With his victory over Nikolay Davydenko in the quarter-finals of the Dubai Duty Free Tennis Championships, Roger Federer reach his 888th career win and it prompted him to post a message on Facebook—not something he does too often: “Eight is my favourite number!
“One of my friends just emailed me and reminded that I just won my 888th match on tour. Very cool.”
With a penchant for eight, he might also have noticed that the win took him to a total of 1,088 matches.
Perhaps his fondness for the number derives from his birthdate, another suitably tidy set of numbers: 08-08-81.
Then more coincidences pile up around that birthday, too. The two men often bracketed with Federer in any debate about the ‘greatest of all time’, Pete Sampras and Rod Laver, have birthdays in the same four-day span—9 August for the former, 12 August for the latter: Leos all.
But while Federer may be a man of habit, of routine, even of minute control, he rarely comes across as a man of superstition, a man where luck has much to do with anything. Not for him the obsessive pre- and in-play rituals that revealed so much of Rafael Nadal in his biography, nor the stripping of his racket grip at every change of ends, a la Richard Gasquet, nor the wearing of the same shirt for every defence of his Wimbledon title as Bjorn Borg did.
Indeed as his coach, Paul Annacone—who was previously coach to Sampras too—asserted in 2011:
“I can tell you that Roger and Pete, the only superstition they have is that they’re not superstitious. We don’t sit down with Roger and talk about ‘This would be [Wimbledon] No7.” And I think that’s great because it helps [Roger] stay in the moment, and if you get too caught up in the what ifs, you can kind of drift away from the reality and what you are doing 30 seconds from now.”
And this is borne out by the many references in Dubai to retirement, to his trimmed schedule, to his preparations for now and the future. Things are carefully thought through over the long term:
“I don’t want to be dependent on what the other guys do…that’s why I am practising enough, being smart with my schedule, because I’m in a different situation than they are: It’s challenging, exciting, making the right decisions in my personal life right now.
“I just want to give myself the best possible chance to play as long as I can. And then eventually it will be clear that it’s time to stop, but the time’s definitely not now. We know things change very quickly—got to be ready and open for it, and I am. I’m not being naïve that I can play for another 15 years, but I’d like to give myself a chance to play for many more years to come…I’m hopeful that I’ll have enough match-play throughout the year, and if it’s not the case, the schedule changes very quickly.”

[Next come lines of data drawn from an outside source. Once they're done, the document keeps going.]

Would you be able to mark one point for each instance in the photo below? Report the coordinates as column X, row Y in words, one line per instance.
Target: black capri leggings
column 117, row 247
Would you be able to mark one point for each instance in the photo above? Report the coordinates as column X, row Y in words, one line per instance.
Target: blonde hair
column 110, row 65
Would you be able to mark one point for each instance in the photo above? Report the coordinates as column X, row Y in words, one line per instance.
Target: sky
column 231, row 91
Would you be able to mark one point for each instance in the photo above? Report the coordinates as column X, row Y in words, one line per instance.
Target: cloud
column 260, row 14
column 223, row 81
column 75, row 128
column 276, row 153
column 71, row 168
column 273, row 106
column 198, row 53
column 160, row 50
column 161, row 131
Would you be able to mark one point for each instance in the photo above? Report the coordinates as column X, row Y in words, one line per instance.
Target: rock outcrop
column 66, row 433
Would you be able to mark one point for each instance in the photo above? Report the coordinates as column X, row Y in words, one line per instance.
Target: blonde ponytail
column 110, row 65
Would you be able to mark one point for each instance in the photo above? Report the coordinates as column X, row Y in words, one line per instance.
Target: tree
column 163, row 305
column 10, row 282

Perhaps it verged on impertinent, then, to ask whether he felt that, at his age—31—his concentration had diminished. But it prompted him to explain again how maintaining his form through 888 wins had nothing to do with luck but was rather a creative, evolving process designed to counter such issues—just as his revamped schedule is designed to keep him at his physical peak.

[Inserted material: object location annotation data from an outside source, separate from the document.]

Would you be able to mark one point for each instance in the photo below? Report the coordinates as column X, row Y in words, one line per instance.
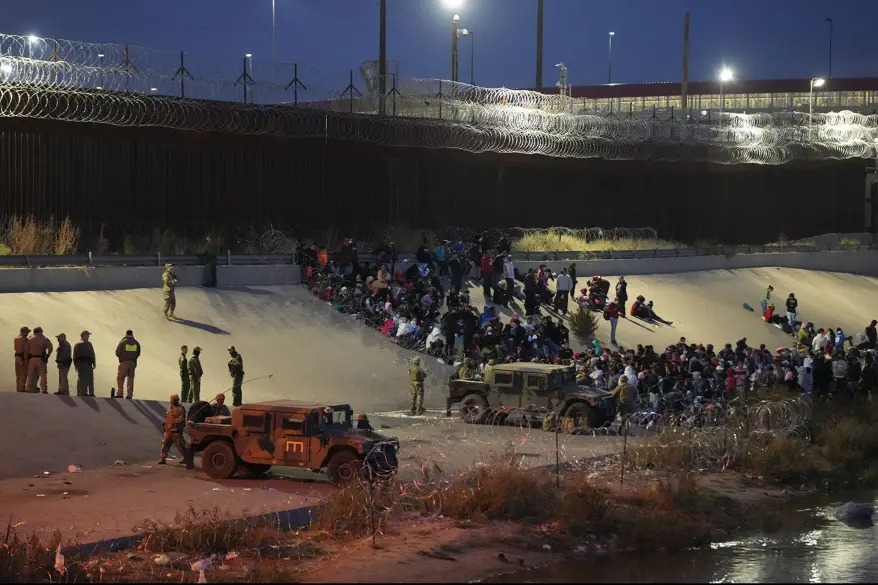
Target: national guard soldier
column 175, row 422
column 19, row 345
column 210, row 252
column 183, row 363
column 169, row 284
column 219, row 406
column 85, row 363
column 236, row 371
column 63, row 359
column 195, row 373
column 38, row 351
column 417, row 377
column 128, row 351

“When you’ve played 500, 800, a 1,000 matches, maybe sometimes you’re like—you try hard but it’s OK to lose—and that’s not the mindset to have. You always want to have the fire to come through at the end, you know?
“So you sometimes get a bit—comfortable, I like to call it. I have really tried to fight it all the time, to make sure I have enough fire going, and that motivation is not the issue—you know it kinda creeps in on you sometimes. Because you’ve done it for so many years, but that’s why you need to keep practices exciting, your daily routines, even though you keep it the same way, you have to have fun doing it, otherwise it becomes a bit of a drain.
“And that’s where I always changed it up, where I’ve practised in the past, with whom I’ve practised, make it fun with my entourage. You know obviously with kids, it’s a totally new thing [but] those things are inspirational and motivational I think.”
It’s the same flexibility that also marks his schedule this year—even though the practical things such as approving his kit for next year’s Wimbledon and the US Open have already been put to bed.
His decision to miss out Miami has been described—by Reuters, for example—as taking a “two-month break from competitive tennis”. Another way to view his choice is that he has negligible point to defend there while he has included every event where he is defending champion—plus significantly the Masters he was forced to miss due to over-playing last year, Paris.
Then there was his comment: “Thought I might miss Miami once in my career to really prepare on clay.”
He has, it should be noted, yet to win the Rome title.
So yes, it was interesting that he commented on his favourite number, but not as interesting as the fact that, with 888 wins by his name, he is leaving nothing to luck as he prepares for the challenges of approaching a 32nd birthday, of children reaching school age, of some goals unfilled, of more Grand Slams he would like to win.
Footnote: The No8 is considered lucky in Chinese culture because it sounds like the word meaning ‘to generate wealth’. Property with the number 8 may be valued greatly by Chinese people. For example, the opening ceremony of the Beijing Olympics started at 8 seconds and 8 minutes past 8pm (local time) on 8 August 2008 (by pure chance, Federer’s birthday!)